Tentu kita semua tidak mengharapkan kehidupan ini berjalan mundur. Masyarakat juga tidak mau membiarkan para perusak memimpin daerah, maupun Negara Indonesia tercinta. Lantas, kita berdiam saja?. Diam bukanlah solusi. Sikap kita adalah bergerak, membuat hal-hal positif yang konstruktif. Kesadaran membangun yang bersifat universal perlu kita gerakkan terus, tanpa henti. Masyarakat bisa terlibat aktif dalam mengawasi proses Pilkada agar tidak terjadi kecurangan. Janganlah sekali-kali masyarakat pasif, apalagi Golput dalam Pilkada Serentak 2020. Silahkan menjadi pelopor dalam mewujudkan demokrasi yang bersih, berkeadilan, maju dan profesional.

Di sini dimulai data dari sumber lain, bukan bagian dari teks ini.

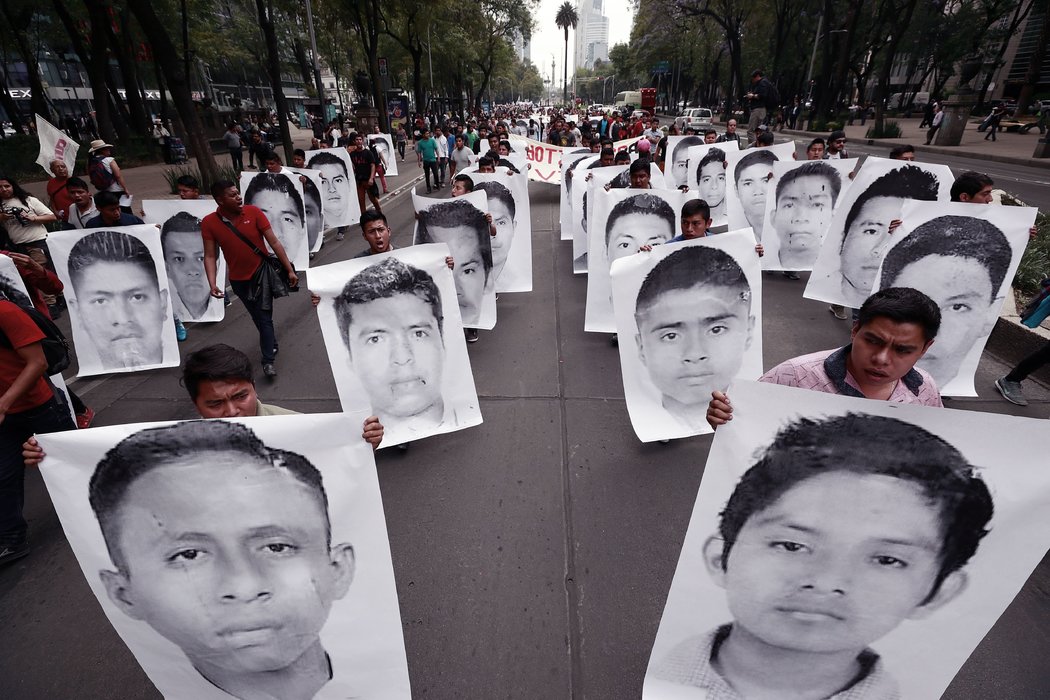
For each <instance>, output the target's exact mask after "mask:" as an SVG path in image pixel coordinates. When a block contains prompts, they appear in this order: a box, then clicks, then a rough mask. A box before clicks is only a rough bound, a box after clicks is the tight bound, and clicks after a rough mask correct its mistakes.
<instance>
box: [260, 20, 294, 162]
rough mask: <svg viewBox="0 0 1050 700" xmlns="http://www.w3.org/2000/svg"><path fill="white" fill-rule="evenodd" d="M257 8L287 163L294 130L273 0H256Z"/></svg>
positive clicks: (289, 160)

Agenda mendesak yang patut diselamatkan masyarakat yaitu merebut kemenangan. Tidak termakan bujuk rayu, lalu memilih para calon pemimpin yang sepantasnya tak layak dipilih sebagai pemimpin. Kedepan pemimpin kita punya banyak tugas yang perlu ia buat, bukan sekedar memasang slogan politik. Pemimpin kita harus menjadi pembeli ide publik, pihak yang ragus dalam bekerja demi kepentingan banyak orang. Mereka pemimpin yang mampu menjawab kecemasan publik, bukan malah menjadi pemicu dan aktor penyebar kecemasan di tengah masyarakat. Hentikan gesitnya manuver para politisi rakus yang punya kepentingan memperkaya diri sendiri.